Dr. Ridker’s Response:
First, although the HPS investigators report that baseline CRP does not modify the vascular benefits of statin therapy, it is important to remember that baseline LDL-c also did not modify the benefit of statin therapy in their study.
Second, the data presented clearly show that CRP levels track directly with absolute risk in the HPS. For example, within the placebo group, the baseline CRP level corresponded with the incidence of vascular events: 19% incidence among patients with low CRP, climbing to 31% among those with high CRP. Thus, although these data are not discussed at all in the article, they nonetheless confirm the ability of CRP to predict high risk.

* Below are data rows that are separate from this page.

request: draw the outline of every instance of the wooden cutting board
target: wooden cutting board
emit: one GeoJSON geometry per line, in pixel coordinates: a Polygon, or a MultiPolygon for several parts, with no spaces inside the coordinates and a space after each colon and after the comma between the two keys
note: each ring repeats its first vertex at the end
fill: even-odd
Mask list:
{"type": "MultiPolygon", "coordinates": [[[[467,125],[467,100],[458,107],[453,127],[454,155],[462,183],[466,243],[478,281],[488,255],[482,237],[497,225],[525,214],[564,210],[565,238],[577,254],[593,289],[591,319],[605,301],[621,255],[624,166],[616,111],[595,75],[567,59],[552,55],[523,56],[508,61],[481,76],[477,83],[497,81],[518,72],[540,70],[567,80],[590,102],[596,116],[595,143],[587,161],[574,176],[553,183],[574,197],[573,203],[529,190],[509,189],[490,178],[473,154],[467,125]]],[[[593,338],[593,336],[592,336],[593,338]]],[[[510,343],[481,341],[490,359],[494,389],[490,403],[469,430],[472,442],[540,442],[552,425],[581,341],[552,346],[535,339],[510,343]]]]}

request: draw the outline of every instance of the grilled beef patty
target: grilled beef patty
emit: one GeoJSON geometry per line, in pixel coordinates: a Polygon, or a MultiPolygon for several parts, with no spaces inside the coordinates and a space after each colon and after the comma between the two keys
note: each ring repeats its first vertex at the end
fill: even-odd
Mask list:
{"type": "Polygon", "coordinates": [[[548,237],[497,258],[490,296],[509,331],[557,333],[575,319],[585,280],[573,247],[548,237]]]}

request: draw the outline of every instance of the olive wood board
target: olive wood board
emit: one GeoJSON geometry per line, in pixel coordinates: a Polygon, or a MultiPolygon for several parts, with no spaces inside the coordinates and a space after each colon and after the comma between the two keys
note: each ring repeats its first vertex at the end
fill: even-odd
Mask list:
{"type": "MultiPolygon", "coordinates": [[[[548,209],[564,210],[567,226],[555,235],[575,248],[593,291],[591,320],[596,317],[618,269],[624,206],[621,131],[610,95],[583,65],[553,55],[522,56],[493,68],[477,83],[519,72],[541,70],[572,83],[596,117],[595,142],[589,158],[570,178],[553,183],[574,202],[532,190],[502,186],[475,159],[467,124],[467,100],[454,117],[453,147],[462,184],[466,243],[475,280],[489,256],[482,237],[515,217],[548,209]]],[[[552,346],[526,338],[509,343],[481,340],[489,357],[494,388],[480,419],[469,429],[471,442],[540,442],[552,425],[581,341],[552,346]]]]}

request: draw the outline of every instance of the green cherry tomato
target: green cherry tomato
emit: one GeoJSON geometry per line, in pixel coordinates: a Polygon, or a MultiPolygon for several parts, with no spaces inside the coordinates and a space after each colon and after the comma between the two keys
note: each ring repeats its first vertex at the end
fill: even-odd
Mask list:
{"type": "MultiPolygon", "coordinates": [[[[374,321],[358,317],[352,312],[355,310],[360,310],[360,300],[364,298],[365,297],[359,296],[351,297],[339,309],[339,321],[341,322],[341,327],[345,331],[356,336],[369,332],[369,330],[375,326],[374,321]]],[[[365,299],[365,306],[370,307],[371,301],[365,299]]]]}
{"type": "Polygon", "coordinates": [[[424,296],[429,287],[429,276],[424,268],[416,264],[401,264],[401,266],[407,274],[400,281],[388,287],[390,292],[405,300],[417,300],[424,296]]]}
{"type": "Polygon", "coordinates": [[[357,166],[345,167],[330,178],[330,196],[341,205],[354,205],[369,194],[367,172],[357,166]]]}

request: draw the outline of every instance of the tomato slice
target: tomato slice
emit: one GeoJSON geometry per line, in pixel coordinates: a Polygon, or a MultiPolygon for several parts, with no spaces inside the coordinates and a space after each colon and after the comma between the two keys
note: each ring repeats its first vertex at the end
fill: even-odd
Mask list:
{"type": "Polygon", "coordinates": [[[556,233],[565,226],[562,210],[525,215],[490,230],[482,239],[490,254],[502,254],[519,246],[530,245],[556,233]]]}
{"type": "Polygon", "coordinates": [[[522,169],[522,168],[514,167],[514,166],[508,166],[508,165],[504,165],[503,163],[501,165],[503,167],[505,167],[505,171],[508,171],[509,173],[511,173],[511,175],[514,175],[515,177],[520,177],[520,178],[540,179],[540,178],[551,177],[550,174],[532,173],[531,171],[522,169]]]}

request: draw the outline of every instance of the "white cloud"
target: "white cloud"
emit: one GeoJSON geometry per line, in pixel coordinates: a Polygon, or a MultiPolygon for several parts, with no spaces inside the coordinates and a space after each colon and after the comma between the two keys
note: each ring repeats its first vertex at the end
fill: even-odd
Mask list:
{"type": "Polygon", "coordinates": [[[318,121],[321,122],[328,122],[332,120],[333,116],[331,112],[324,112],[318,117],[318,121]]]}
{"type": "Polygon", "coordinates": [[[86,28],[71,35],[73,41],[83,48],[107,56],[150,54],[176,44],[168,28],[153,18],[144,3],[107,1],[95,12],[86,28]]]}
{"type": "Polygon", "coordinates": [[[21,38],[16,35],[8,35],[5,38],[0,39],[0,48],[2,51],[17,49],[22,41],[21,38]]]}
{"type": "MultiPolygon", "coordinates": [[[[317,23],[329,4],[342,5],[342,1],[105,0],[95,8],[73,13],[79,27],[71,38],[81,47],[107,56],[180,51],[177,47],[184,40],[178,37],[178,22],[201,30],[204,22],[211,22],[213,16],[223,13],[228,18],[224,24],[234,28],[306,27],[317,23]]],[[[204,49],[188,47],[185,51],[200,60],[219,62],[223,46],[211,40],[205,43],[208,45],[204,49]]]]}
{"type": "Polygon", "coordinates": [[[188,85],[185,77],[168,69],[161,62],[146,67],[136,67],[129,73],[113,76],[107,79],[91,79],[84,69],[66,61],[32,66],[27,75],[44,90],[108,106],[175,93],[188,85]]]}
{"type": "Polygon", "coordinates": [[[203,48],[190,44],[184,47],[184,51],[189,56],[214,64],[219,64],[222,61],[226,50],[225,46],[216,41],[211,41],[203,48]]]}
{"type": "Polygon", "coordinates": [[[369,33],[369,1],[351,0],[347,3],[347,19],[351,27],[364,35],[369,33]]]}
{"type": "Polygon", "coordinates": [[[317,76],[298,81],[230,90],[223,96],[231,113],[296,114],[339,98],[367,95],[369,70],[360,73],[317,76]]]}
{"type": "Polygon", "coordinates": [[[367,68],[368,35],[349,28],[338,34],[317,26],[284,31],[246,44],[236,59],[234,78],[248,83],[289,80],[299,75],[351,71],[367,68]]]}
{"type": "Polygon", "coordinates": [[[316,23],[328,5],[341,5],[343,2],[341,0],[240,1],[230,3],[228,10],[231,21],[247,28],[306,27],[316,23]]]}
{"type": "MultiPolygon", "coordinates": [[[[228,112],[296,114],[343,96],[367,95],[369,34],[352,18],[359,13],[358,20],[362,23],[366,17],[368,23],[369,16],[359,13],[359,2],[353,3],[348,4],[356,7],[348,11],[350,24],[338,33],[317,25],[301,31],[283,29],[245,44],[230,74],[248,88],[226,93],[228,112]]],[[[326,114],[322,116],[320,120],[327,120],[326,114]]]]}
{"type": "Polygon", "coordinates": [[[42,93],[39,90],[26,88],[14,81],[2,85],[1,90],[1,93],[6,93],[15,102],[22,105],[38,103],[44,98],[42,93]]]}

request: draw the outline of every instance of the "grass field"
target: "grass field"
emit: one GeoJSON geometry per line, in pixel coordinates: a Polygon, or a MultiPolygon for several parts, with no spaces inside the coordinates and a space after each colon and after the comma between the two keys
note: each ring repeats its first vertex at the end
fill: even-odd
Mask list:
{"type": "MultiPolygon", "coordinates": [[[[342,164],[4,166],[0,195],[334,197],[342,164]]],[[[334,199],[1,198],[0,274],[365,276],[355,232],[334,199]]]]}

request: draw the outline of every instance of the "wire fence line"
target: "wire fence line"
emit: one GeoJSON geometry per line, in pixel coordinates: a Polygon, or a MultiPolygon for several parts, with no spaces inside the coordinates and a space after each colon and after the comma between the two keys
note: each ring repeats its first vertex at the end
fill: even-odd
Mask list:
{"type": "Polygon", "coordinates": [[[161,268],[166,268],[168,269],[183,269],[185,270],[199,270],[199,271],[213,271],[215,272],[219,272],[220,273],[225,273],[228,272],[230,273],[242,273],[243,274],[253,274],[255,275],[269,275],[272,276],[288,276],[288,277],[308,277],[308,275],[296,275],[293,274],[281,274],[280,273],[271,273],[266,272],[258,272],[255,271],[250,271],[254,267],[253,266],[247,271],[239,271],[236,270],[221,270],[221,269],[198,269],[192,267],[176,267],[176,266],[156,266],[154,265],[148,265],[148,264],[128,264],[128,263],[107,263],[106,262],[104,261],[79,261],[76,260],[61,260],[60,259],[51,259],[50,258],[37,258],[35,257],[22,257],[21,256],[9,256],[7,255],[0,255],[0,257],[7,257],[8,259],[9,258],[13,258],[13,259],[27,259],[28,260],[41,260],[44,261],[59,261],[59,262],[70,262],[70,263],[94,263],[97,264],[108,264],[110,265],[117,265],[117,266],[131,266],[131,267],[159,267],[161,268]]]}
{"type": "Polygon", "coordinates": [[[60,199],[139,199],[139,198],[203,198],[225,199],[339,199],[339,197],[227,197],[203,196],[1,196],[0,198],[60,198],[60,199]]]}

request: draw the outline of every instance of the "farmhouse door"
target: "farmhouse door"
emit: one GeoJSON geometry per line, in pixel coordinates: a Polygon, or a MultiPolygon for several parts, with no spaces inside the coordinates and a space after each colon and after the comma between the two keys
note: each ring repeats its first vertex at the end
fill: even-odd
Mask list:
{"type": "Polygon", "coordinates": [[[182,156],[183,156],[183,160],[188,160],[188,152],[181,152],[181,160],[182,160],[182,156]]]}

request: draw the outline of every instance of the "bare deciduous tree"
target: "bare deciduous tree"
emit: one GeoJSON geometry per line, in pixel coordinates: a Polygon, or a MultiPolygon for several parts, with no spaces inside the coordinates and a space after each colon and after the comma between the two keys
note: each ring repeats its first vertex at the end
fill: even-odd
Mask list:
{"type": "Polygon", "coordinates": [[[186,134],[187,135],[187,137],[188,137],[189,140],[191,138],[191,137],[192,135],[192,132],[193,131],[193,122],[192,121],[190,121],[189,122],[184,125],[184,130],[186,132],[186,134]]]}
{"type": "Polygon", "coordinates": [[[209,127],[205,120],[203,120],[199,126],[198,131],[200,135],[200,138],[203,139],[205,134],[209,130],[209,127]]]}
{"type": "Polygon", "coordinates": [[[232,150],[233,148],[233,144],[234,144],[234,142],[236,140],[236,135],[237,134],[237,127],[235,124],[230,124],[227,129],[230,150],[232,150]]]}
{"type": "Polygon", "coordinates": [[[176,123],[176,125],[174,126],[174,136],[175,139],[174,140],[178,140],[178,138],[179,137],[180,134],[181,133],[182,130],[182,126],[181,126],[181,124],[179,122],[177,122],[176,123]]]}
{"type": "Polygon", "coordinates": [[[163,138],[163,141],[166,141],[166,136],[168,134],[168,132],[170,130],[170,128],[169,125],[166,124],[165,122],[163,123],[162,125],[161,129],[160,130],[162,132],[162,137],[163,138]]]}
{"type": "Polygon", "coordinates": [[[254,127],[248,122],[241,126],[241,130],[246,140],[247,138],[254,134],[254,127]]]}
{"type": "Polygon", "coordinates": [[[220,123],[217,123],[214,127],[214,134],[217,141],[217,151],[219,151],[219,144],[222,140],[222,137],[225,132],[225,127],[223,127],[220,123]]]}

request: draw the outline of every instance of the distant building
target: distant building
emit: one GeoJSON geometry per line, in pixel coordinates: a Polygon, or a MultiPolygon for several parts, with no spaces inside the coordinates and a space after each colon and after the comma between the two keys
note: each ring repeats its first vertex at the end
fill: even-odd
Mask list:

Third, the HPS investigators elected not to address the core hypothesis that on-treatment levels of CRP correlate with the risk reduction attributable to statins, as has been shown in many prior statin trials. The authors make the claim that such an analysis should not be done, as it would be nonrandomized. Yet they go on to conclude that the benefits of statin therapy accrue solely to on-treatment LDL, an analysis that suffers equally from the same nonrandomized limitations.
Fourth, the well-conducted HPS was performed almost entirely among patients with a prior history of MI, stroke, peripheral artery disease, or diabetes. Therefore, the HPS cannot be interpreted as a primary-prevention trial. Primary prevention is the setting in which (1) CRP measurement has been shown to provide as much incremental information on vascular risk as does total or HDL cholesterol and (2) CRP testing is recommended to identify patient groups who benefit from statin therapy but otherwise would not qualify for treatment on the basis of LDL-c levels.
In the end, the only way to test the inflammatory hypothesis of atheroscerlosis is to directly randomize patients to targeted anti-inflammatory therapies. My research team and I hope to launch two such trials this year.